Install one of the approved security camera systems.
Display the approved sign on all entry points to your vehicle, and have the sign clearly visible inside your vehicle.
Comply with all legislative privacy protections relating to the download, use, disclosure and disposal of camera recordings (Part 9, Transport Operations (Passenger Transport) Regulation 2018).
Externally focused forward or rear facing cameras are allowed in all personalised transport vehicles, however, these cameras must not record images or audio of persons inside the vehicle. Camera specifications and the download of images from these cameras are not regulated by the Department of Transport and Main Roads (TMR).

Only approved security cameras in a personalised transport vehicle may face inwards – recording the driver or passengers – while a personalised transport service is being provided.

*SA*
Division 6 Passenger Transport Regulations 2009

Where a vehicle has equipment fitted for the purpose of a passenger transport service (e.g. surveillance camera) an authorised installer will need to complete a Certificate of Compliance to certify that the equipment is correctly and safely installed. The owner must ensure that all requirements under the legislation are also complied with.

*NT*
Para 8 Ridesharing In-Service Maintenance Standards

While operating as a rideshare vehicle, no video or audio recording devices capable of recording passengers are permitted unless it is a Department approved in-car security camera system. Dash cams are not authorised to be used in ridesharing vehicles when operating as a transport provider. For more information on security camera systems refer to Information Bulletin CPV28 – Security Cameras in Taxis and Minibuses.

*TAS*
Section 94 Taxi and Hire Vehicle Industries Act 2008

Approved security cameras are not required in ridesourcing vehicles. However, if a vehicle owner wants to install a security camera in their vehicle, they must ensure that they install only approved security camera systems or those that meet security camera systems standards.

*Further information*
If you have any questions or comments regarding anything in this document or if you require further information, you can email us at [email protected]


----------



## Jack Malarkey (Jan 11, 2016)

The Ola document refers to all jurisdictions in Australia except the ACT.

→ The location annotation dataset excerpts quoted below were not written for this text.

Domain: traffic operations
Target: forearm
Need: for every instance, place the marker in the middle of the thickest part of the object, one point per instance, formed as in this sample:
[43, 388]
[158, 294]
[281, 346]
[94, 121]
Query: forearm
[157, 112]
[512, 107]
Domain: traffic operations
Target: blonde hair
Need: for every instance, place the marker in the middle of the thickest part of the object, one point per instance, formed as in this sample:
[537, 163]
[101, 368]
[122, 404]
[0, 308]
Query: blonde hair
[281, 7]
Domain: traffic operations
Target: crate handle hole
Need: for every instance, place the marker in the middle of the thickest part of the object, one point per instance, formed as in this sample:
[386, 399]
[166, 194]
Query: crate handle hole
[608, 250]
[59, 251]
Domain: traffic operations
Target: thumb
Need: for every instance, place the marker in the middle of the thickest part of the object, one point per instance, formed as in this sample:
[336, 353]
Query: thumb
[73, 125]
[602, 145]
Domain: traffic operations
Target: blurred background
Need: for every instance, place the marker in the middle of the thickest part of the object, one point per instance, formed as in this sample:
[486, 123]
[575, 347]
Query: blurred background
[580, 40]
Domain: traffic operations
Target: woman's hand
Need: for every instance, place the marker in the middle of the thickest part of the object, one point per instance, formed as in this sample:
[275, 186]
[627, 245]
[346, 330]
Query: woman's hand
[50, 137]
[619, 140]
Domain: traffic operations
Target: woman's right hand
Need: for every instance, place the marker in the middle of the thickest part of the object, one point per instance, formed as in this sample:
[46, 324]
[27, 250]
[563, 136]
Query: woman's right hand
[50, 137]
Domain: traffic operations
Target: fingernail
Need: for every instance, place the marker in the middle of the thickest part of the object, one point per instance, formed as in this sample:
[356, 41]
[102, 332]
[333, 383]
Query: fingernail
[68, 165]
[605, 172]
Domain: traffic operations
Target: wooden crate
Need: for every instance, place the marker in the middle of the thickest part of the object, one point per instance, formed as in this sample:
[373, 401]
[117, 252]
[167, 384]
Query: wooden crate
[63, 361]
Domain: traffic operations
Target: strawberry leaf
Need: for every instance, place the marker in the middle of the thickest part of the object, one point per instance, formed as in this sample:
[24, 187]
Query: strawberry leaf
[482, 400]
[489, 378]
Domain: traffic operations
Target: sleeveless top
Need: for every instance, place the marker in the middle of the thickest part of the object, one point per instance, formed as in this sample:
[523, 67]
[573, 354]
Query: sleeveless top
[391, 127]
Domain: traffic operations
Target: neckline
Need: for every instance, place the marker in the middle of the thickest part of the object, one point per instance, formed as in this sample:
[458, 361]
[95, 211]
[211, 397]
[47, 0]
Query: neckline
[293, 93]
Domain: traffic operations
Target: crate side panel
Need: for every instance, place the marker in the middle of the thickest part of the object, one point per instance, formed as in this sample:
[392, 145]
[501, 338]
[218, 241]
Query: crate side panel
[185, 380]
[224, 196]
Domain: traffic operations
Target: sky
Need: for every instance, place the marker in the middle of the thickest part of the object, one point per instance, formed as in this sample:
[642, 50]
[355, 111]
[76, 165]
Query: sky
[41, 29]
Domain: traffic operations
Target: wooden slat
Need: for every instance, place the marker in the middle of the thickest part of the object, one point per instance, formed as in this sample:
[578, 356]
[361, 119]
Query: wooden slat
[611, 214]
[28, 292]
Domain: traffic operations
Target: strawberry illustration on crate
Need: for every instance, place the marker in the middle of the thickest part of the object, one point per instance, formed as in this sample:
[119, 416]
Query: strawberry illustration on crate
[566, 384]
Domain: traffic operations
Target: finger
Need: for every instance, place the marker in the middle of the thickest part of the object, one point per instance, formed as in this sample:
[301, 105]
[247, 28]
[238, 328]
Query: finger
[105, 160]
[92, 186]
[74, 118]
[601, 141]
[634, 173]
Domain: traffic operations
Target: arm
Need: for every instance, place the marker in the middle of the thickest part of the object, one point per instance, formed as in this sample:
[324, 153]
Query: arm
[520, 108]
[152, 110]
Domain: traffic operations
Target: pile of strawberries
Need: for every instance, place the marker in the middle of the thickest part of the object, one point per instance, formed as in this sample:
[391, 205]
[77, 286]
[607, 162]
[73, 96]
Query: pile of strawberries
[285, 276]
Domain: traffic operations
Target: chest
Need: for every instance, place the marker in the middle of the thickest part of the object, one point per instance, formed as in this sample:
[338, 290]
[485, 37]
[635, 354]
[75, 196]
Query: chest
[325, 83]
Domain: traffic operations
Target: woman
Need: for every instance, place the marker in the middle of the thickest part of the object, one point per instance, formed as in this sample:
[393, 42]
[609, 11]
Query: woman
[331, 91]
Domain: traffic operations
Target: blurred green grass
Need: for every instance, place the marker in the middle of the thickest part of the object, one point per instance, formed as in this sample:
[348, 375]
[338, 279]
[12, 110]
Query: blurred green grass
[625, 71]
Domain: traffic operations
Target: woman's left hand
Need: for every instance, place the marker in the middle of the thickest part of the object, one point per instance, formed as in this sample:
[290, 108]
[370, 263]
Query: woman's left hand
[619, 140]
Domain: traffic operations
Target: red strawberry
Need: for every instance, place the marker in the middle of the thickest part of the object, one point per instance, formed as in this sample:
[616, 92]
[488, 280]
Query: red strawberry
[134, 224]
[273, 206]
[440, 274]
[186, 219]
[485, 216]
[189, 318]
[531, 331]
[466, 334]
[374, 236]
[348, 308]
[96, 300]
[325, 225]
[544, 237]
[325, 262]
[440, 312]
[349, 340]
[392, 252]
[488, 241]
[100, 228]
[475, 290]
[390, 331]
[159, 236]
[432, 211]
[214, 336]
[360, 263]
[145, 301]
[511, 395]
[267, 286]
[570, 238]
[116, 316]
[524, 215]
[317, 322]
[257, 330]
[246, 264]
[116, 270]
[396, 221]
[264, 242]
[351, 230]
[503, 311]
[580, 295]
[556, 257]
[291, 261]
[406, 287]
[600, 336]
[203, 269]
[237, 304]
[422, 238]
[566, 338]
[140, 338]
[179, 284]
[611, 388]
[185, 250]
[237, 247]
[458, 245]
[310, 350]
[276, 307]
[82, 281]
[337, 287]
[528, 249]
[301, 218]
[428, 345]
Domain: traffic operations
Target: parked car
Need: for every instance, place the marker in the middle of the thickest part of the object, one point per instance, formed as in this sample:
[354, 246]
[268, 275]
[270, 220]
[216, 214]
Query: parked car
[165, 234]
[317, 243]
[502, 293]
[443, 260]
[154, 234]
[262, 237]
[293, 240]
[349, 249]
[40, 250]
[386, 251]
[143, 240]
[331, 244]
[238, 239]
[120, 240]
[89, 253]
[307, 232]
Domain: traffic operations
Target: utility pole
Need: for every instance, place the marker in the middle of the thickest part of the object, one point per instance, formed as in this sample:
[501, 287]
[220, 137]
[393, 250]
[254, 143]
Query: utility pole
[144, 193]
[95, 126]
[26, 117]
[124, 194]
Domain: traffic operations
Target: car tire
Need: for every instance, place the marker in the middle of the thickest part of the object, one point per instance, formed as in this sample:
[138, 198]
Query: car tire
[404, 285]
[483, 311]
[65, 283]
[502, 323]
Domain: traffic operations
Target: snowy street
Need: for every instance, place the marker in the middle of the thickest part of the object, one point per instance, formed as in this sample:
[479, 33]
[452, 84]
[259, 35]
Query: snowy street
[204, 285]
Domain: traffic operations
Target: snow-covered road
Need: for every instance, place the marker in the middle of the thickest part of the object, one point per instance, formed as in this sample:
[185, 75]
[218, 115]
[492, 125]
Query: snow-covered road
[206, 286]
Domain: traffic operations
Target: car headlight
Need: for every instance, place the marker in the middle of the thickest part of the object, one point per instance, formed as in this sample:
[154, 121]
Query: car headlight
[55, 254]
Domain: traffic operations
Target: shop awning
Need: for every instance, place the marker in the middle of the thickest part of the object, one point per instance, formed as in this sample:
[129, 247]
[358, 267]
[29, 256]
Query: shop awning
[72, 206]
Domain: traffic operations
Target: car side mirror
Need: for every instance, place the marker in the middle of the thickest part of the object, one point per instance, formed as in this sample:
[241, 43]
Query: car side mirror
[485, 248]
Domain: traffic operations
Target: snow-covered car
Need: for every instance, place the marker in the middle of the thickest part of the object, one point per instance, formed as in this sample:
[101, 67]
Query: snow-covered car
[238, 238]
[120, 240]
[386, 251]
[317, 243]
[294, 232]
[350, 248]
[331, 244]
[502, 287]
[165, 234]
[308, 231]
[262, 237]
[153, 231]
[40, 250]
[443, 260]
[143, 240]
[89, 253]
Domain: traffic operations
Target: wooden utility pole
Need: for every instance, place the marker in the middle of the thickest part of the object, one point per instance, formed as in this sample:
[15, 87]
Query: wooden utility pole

Here are the answers that the regulatory agency Access Canberra provided to my emailed questions about dash cams in rideshare vehicles in the ACT:

(*1) Is it legal for rideshare drivers in the ACT to have cameras in their car that record video and audio (or either of these) for what's happening in the car?*

It is not a legal requirement for rideshare vehicles to have security cameras in their vehicle. However, there is a provision in the _Road Transport (Public Passenger Services) Regulation 2002_ (the regulation) for the Road Transport Authority (the Authority) to approve standards for security devices in rideshare vehicles, but there are currently no standards.

(*2) Does the driver need to have relevant signage?*

As stated there are no standards, but from a privacy and legal perspective, providing notices in the car and on booking would be required. The individual by then continuing with the booking would have consented and be aware that they were under video surveillance. Also signage would need to be clear about whether the device was recording audio or not.

*(3) Are there legal limitations on the uses to which the video and audio can be put?*

Yes. It is an offence under the regulation for anyone to interfere with a security device, so if any footage was downloaded without the appropriate authorisation and ended up in the public domain, the individual concerned would potentially have recourse under actions for damage to their reputation or actions based on other harm incurred.

(*4) Does the driver need to advise the ACT Government of the details of the security system they are using?*

Yes, Part 1.1 of the Service Standards for Rideshare Services states that a rideshare licence holder must:

· provide the Authority full details of all security devices that they have installed or arranged to be installed in a rideshare vehicle, such as security cameras, GPS tracking devices or other equipment used to monitor safety;

· for security devices, ensure that there is the ability to capture data from the security device and access that data as required for regulation purposes;

· where a third-party (other than an affiliated transport booking service) is used, provide the Authority with the third-party provider's contact details; and

· ensure that known defects with security devices and other equipment used to monitor safety are repaired promptly.


----------



## Jack Malarkey (Jan 11, 2016)

TheDoc said:


> A qn about Vic:
> 
> What is the camera is aimed at the driver only?
> Think of it like this - the vehicle is commercial passenger and you are supplying 4 (or 6) seats for public commercial use.
> ...


I had better leave this one to others, particularly as I’m not familiar with the regulatory authority’s approach in Victoria.


----------